Dividend which includes interim dividend as per Section 2 (35) of Companies Act, 2013, is a
due from the company once it is properly declared. Interim dividend is declared by the Board
of Directors and once it is declared, it thus becomes due from the company. Section 123(4)
further provides that the amount of the dividend, including interim dividend, shall be deposited
in a scheduled bank in a separate account within five days from the date of declaration of
such dividend. If the articles of the company do not authorize so, it has to be amended
accordingly.
Section 127 of the Companies Act, 2013 provides for penalty to directors for any default in not
paying dividend within 30 days from the date of declaration.
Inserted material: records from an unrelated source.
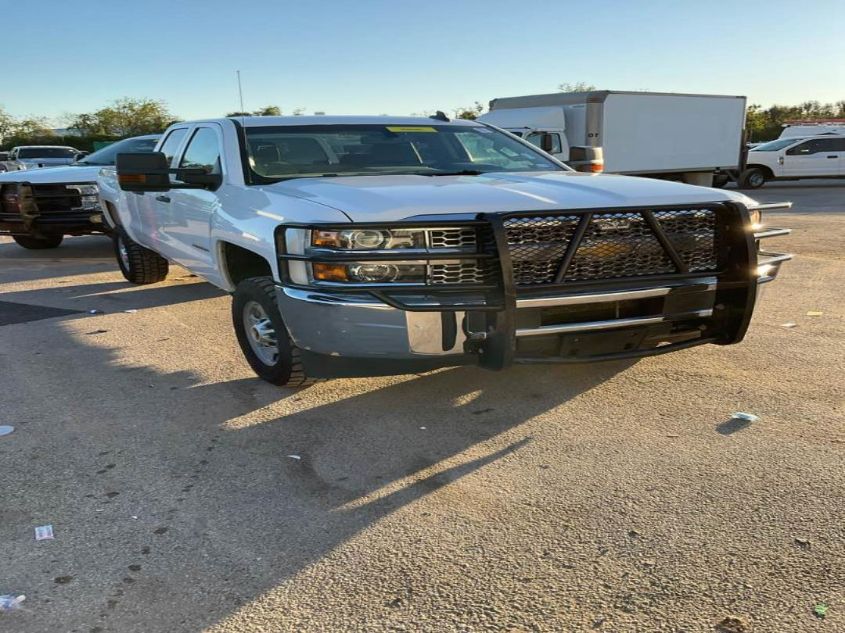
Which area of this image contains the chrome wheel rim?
[117,235,129,270]
[243,301,279,366]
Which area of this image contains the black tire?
[112,227,169,285]
[12,235,65,251]
[232,277,316,387]
[740,167,768,189]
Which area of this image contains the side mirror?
[566,145,604,174]
[115,152,171,191]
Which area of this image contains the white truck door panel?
[783,138,845,178]
[162,124,223,278]
[135,127,188,260]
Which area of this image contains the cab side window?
[179,127,220,174]
[786,138,845,156]
[159,127,188,165]
[525,132,563,154]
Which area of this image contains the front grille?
[428,227,476,249]
[428,260,494,285]
[504,209,718,286]
[32,184,82,213]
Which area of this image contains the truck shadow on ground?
[0,296,632,632]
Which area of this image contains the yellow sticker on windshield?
[387,125,437,132]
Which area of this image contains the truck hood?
[0,165,103,184]
[267,171,750,222]
[18,158,73,169]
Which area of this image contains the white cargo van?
[479,90,745,186]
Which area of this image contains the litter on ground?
[0,594,26,613]
[35,525,53,541]
[731,411,760,422]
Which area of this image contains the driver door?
[783,138,845,178]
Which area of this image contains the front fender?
[211,186,349,292]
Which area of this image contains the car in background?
[778,119,845,138]
[9,145,81,169]
[740,134,845,189]
[0,134,159,249]
[0,152,21,173]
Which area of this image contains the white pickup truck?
[98,113,789,385]
[739,135,845,189]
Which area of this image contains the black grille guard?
[276,202,788,369]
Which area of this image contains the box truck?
[479,90,745,186]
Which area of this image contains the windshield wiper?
[420,169,487,176]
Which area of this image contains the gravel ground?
[0,183,845,633]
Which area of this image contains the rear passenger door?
[165,123,223,279]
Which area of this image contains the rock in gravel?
[716,616,751,633]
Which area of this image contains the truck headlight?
[276,224,489,287]
[311,262,426,284]
[311,229,425,250]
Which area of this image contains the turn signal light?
[312,264,349,281]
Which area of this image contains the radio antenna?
[235,70,244,116]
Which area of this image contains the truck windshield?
[76,137,158,165]
[241,124,566,183]
[18,147,77,158]
[749,138,801,152]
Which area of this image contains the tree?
[12,117,54,138]
[557,81,596,92]
[68,97,174,137]
[254,106,282,116]
[0,108,15,143]
[226,106,282,117]
[455,101,484,121]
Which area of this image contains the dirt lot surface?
[0,183,845,633]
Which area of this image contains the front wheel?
[741,167,766,189]
[12,235,65,251]
[112,227,169,285]
[232,277,314,387]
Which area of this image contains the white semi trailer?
[479,90,745,186]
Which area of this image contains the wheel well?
[745,164,775,178]
[106,200,120,227]
[221,242,273,286]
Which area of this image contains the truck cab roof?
[189,115,479,127]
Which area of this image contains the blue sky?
[0,0,845,124]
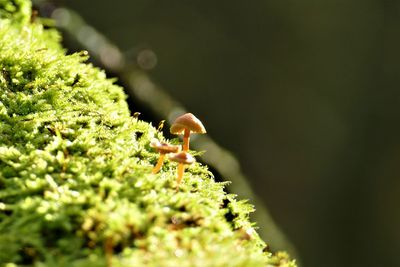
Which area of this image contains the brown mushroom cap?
[169,151,196,164]
[170,113,206,134]
[150,140,180,154]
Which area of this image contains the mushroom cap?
[169,151,196,164]
[170,113,206,134]
[150,139,180,154]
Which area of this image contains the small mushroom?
[169,151,196,188]
[170,113,206,151]
[150,139,179,174]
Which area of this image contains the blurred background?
[36,0,400,267]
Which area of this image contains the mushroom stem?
[104,237,114,267]
[176,163,185,189]
[151,154,165,174]
[182,129,190,151]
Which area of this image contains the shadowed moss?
[0,0,295,266]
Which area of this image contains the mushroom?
[169,151,196,188]
[150,139,179,174]
[170,113,206,151]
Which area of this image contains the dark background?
[37,0,400,267]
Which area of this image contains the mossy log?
[0,0,295,267]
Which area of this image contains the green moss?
[0,0,295,267]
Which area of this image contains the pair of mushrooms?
[150,113,206,188]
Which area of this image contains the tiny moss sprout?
[150,139,180,174]
[170,113,207,151]
[169,151,196,189]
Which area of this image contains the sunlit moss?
[0,0,294,266]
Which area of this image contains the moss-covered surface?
[0,0,295,267]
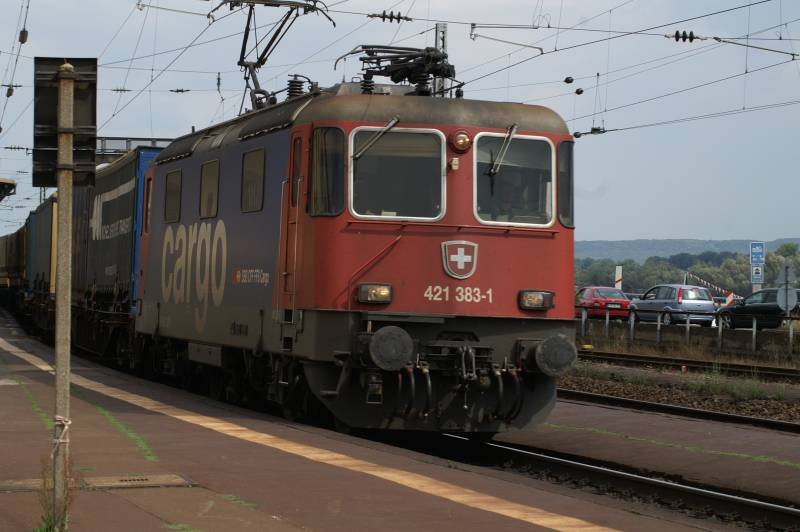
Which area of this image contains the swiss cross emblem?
[442,240,478,279]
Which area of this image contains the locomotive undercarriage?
[304,316,574,433]
[14,302,574,434]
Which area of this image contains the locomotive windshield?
[352,130,444,220]
[475,135,553,225]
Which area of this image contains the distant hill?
[575,238,800,262]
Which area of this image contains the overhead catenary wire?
[604,95,800,133]
[97,4,137,58]
[0,0,30,132]
[111,4,152,116]
[570,60,792,125]
[520,14,800,107]
[461,0,771,87]
[97,4,243,132]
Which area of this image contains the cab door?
[280,133,306,310]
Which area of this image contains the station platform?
[495,392,800,505]
[0,314,721,532]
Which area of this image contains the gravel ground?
[558,373,800,423]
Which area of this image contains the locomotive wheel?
[178,359,195,392]
[333,416,353,434]
[114,335,128,368]
[205,368,225,401]
[467,432,497,443]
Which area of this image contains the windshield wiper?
[486,124,517,177]
[353,116,400,161]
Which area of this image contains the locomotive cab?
[281,88,575,432]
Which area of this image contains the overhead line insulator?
[367,10,413,24]
[673,30,700,42]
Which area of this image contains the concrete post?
[53,63,75,531]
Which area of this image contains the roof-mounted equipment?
[334,44,456,96]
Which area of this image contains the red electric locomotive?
[131,45,576,433]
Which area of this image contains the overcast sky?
[0,0,800,240]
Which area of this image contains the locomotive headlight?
[450,131,472,153]
[358,284,392,304]
[518,290,553,310]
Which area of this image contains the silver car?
[631,284,716,327]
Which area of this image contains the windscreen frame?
[472,131,558,229]
[345,126,447,223]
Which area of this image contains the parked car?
[631,284,717,327]
[719,288,800,329]
[575,286,631,319]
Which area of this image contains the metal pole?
[53,63,75,531]
[656,312,662,345]
[581,307,589,338]
[433,22,447,98]
[686,314,691,344]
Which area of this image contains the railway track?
[578,350,800,384]
[558,388,800,434]
[445,434,800,529]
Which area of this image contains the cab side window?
[240,150,265,212]
[200,161,219,218]
[306,127,344,216]
[164,170,182,223]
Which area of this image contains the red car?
[575,286,631,319]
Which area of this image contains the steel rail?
[446,434,800,528]
[578,350,800,382]
[558,388,800,434]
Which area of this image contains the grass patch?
[222,495,258,508]
[14,379,55,432]
[92,405,159,462]
[544,423,800,470]
[72,390,159,462]
[683,373,784,401]
[568,364,785,401]
[163,523,198,532]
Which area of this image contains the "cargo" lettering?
[161,220,228,332]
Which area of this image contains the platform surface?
[0,316,728,532]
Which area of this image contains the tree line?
[575,243,800,296]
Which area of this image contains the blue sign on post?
[750,242,767,266]
[750,264,764,284]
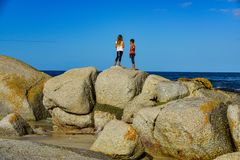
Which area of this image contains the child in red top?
[129,39,136,70]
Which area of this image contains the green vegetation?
[93,103,123,120]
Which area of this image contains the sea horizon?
[41,70,240,93]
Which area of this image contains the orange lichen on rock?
[200,101,219,113]
[193,78,213,89]
[9,114,17,123]
[178,78,213,89]
[124,127,137,141]
[204,114,209,124]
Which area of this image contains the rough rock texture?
[0,56,50,120]
[227,105,240,151]
[133,97,233,160]
[193,88,232,104]
[178,78,213,89]
[133,107,164,158]
[43,67,97,114]
[150,81,189,104]
[214,152,240,160]
[0,139,111,160]
[91,120,143,159]
[122,75,189,123]
[94,111,116,133]
[95,67,148,108]
[52,108,93,133]
[0,113,33,137]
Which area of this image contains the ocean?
[43,71,240,93]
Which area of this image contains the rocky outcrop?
[95,67,148,108]
[214,152,240,160]
[0,56,50,120]
[43,67,97,133]
[43,67,97,114]
[91,120,144,159]
[0,113,33,137]
[52,108,93,133]
[178,78,213,89]
[227,104,240,151]
[0,139,111,160]
[133,97,233,160]
[123,75,189,123]
[133,107,164,158]
[94,111,116,133]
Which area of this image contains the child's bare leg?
[132,64,136,70]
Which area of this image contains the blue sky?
[0,0,240,72]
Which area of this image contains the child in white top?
[114,34,124,66]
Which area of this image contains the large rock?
[133,107,164,158]
[0,56,50,120]
[227,104,240,151]
[91,120,143,159]
[94,111,116,133]
[123,75,189,123]
[214,152,240,160]
[95,67,148,108]
[0,113,33,137]
[52,108,93,133]
[0,139,111,160]
[43,67,97,114]
[192,88,233,104]
[133,97,233,160]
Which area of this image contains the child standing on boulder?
[114,34,124,66]
[129,39,136,70]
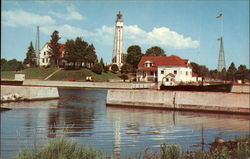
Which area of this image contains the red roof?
[137,67,157,71]
[138,55,188,68]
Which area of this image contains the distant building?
[112,11,125,68]
[38,43,66,67]
[136,55,201,85]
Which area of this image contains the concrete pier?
[106,90,250,114]
[1,85,59,102]
[23,80,155,89]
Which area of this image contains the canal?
[1,88,250,158]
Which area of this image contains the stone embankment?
[106,90,250,114]
[23,80,155,89]
[1,85,59,102]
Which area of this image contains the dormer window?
[144,61,153,67]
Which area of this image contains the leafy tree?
[111,64,119,73]
[48,30,61,66]
[1,59,25,71]
[126,45,142,70]
[121,63,134,73]
[227,62,237,81]
[23,42,37,67]
[236,65,248,83]
[120,74,128,82]
[100,58,105,68]
[145,46,166,56]
[86,44,97,68]
[92,63,103,74]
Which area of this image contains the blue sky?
[1,0,249,69]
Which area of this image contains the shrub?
[92,63,103,74]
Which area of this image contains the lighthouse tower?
[112,11,123,68]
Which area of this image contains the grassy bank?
[14,136,250,159]
[49,69,120,82]
[1,68,121,82]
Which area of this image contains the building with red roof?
[136,55,201,85]
[39,43,67,67]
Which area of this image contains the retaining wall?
[106,90,250,114]
[1,85,59,100]
[23,80,154,89]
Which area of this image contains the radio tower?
[112,11,123,68]
[216,13,226,72]
[35,26,40,66]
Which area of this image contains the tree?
[23,42,37,67]
[227,62,237,81]
[236,65,248,83]
[126,45,142,70]
[100,58,105,68]
[111,64,119,73]
[86,44,97,68]
[145,46,166,56]
[48,30,61,66]
[121,63,134,73]
[120,74,128,82]
[92,63,103,74]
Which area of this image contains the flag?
[216,13,222,18]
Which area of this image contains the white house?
[136,55,200,85]
[39,43,66,67]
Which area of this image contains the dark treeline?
[191,62,250,82]
[1,58,25,71]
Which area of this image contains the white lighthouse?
[112,11,123,68]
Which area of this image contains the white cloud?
[41,24,199,49]
[49,5,84,20]
[2,10,55,27]
[40,24,91,39]
[124,25,199,49]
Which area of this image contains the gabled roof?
[138,55,188,68]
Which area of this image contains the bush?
[92,63,103,74]
[111,64,119,73]
[121,64,134,73]
[14,138,105,159]
[120,74,128,82]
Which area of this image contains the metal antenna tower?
[35,26,40,66]
[216,13,226,72]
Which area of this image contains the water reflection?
[106,107,250,158]
[1,88,250,158]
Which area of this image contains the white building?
[38,43,66,67]
[136,55,200,85]
[112,12,123,68]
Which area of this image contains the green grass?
[14,136,250,159]
[1,71,16,79]
[49,69,120,82]
[14,138,105,159]
[21,68,58,79]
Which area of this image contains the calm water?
[1,89,250,158]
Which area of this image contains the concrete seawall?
[1,85,59,102]
[106,90,250,114]
[23,80,155,89]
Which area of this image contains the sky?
[1,0,249,69]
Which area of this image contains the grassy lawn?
[1,71,16,79]
[21,68,58,79]
[49,69,120,82]
[1,68,121,82]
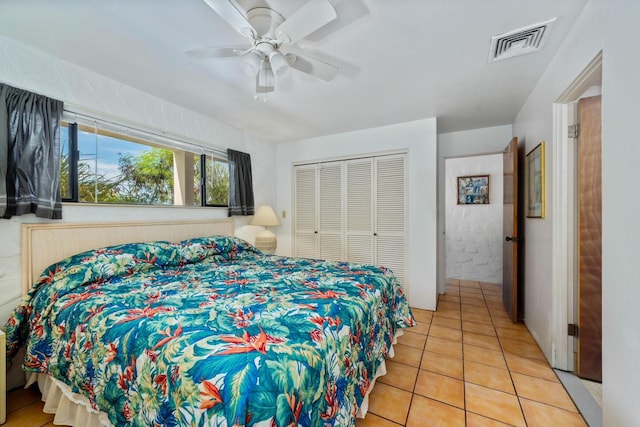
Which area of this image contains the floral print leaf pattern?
[5,236,415,427]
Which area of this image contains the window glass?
[60,118,229,206]
[205,156,229,206]
[60,123,72,200]
[78,126,173,205]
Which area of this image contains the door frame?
[551,52,602,372]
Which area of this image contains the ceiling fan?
[186,0,338,102]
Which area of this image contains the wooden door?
[502,137,522,322]
[577,96,602,381]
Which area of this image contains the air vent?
[489,18,556,62]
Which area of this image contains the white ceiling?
[0,0,586,141]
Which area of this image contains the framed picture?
[526,141,544,218]
[458,175,489,205]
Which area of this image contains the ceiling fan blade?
[286,53,339,82]
[204,0,256,38]
[185,47,247,59]
[276,0,338,43]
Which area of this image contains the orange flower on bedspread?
[117,306,173,323]
[307,291,346,299]
[200,380,222,409]
[218,329,284,354]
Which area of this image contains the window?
[60,119,229,206]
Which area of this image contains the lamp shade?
[249,205,280,227]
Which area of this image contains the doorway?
[552,54,602,404]
[444,152,503,285]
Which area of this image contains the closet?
[294,154,407,283]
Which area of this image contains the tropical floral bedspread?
[5,236,415,427]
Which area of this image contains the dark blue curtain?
[0,83,63,219]
[227,149,254,216]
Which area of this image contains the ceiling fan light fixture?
[242,51,262,76]
[254,59,275,102]
[269,50,289,76]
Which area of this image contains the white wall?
[0,37,276,324]
[445,154,503,284]
[438,125,513,293]
[599,0,640,427]
[513,0,606,361]
[276,118,437,310]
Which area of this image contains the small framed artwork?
[526,141,544,218]
[458,175,489,205]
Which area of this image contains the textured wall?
[445,154,502,283]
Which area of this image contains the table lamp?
[249,205,280,254]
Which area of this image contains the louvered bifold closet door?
[375,154,406,284]
[294,165,318,258]
[345,158,374,264]
[318,162,344,261]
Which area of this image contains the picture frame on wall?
[525,141,545,218]
[458,175,490,205]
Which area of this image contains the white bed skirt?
[32,330,403,427]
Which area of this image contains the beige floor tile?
[429,325,462,342]
[500,338,547,360]
[433,309,460,319]
[369,383,411,424]
[420,351,464,380]
[462,313,491,325]
[425,337,462,359]
[489,308,510,319]
[496,328,536,344]
[460,304,489,316]
[462,332,500,351]
[431,315,460,329]
[460,287,484,299]
[511,372,578,412]
[464,360,516,394]
[444,285,460,295]
[493,320,528,332]
[520,398,587,427]
[484,295,504,310]
[407,395,465,427]
[465,383,526,427]
[504,353,560,382]
[438,294,460,303]
[389,344,422,367]
[464,344,507,369]
[398,330,427,349]
[484,295,503,307]
[467,412,509,427]
[462,320,496,337]
[414,370,464,409]
[436,300,460,313]
[377,360,418,392]
[356,413,402,427]
[407,322,431,335]
[460,295,486,307]
[460,279,480,289]
[411,308,433,323]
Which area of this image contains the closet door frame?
[291,150,409,284]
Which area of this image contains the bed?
[6,221,415,427]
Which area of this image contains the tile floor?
[5,280,587,427]
[356,280,587,427]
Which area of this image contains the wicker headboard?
[21,219,234,294]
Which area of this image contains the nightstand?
[0,330,7,424]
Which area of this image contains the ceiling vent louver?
[489,18,556,62]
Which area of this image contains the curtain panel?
[227,149,254,216]
[0,83,63,219]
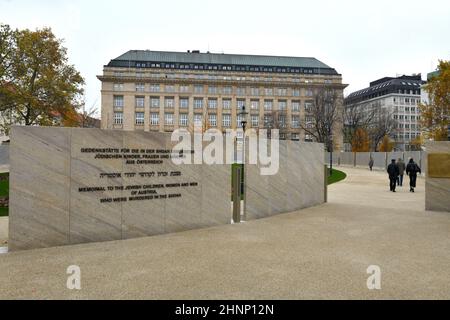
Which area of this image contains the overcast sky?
[0,0,450,115]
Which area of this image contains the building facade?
[344,74,425,151]
[98,51,345,146]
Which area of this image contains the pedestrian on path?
[369,157,374,171]
[406,159,422,192]
[397,159,406,187]
[387,159,400,192]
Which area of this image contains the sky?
[0,0,450,116]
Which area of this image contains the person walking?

However, no offence under this
section shall be deemed to have been committed:
- Where the dividend could not be paid by reason of the operation of any law;
- Where a shareholder has given directions to the company regarding the payment of the dividend
and those directions cannot be complied with and the same has been communicated to him;
- Where there is a dispute regarding the right to receive the dividend;
- Where the dividend has been lawfully adjusted by the company against any sum due to it from
the shareholder; or
- Where, for any other reason, the failure to pay the dividend or to post the warrant within the
period under this Section was not due to any default on the part of the company.
In the given case, interim dividend has to be paid and cannot be revoked once it is declared
as the exceptions given above do not apply in the given case.